June 8, 2007
Marian Sawer’s The Ethical State? is motivated by concern about the recent erosion of social-liberal political traditions in Australia. She highlights the strong influence in Australia’s political history of social liberalism, which she distinguishes from the classical liberalism (or laissez-faire) formulated at the time of Britain’s industrial revolution.
The ideology of laissez-faire emphasised contracts between atomised individuals in opposition to the state. It is an ideology which has substantially re-emerged since the 1970s as ‘market liberalism’ or ‘neo-liberalism’ or ‘economic rationalism’. By contrast, ‘social liberalism’, Sawer argues, as articulated by the 19th century Oxford academic T.H. Green and as transferred by many of his pupils to Australia at a critical time in this nation’s building prior to the First World War, supported state intervention to promote positive liberty, equal opportunity, and fairness and to enable individuals to actually overcome barriers in the way of their reaching their full potential.
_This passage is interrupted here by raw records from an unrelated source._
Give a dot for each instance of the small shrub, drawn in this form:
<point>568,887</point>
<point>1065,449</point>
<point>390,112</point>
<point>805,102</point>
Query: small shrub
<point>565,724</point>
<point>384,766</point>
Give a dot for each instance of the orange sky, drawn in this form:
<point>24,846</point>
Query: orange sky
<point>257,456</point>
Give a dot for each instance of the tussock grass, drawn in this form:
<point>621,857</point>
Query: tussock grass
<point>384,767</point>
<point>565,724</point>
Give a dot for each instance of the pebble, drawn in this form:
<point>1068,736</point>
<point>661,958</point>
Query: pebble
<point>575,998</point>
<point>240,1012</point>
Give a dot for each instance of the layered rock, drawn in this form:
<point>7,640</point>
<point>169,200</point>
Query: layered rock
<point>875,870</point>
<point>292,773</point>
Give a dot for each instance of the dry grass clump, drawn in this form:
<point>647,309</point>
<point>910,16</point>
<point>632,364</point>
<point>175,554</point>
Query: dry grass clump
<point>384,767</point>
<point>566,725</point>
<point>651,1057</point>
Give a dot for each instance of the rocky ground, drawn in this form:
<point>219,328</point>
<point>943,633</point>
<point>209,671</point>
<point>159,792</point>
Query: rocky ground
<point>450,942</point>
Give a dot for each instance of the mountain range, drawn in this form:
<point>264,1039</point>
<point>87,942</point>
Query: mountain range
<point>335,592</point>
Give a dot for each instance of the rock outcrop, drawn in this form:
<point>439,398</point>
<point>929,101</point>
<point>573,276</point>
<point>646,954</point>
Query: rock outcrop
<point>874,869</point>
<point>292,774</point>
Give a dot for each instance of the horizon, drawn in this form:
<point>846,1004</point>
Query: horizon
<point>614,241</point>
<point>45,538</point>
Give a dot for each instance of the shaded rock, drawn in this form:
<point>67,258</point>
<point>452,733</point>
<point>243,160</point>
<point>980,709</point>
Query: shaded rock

The ethical liberal state' is committed to the 'substantive goal of equal opportunity for its citizens.' (p 116) By equal opportunity, Sawer does not mean the competitive ideal currently in vogue in which each individual is free to compete with all others on a level playing field to reap their own rewards from the market. Rather, by equal opportunity Sawer refers to the social liberal ideal derived from the work of English political philosopher TH Green. Here, equal opportunity means enabling all individuals to realise their full potential and develop their skills and talents through 'wisely directed state action' (p 44) aimed at correcting the injustices and inequalities that an unchecked market creates.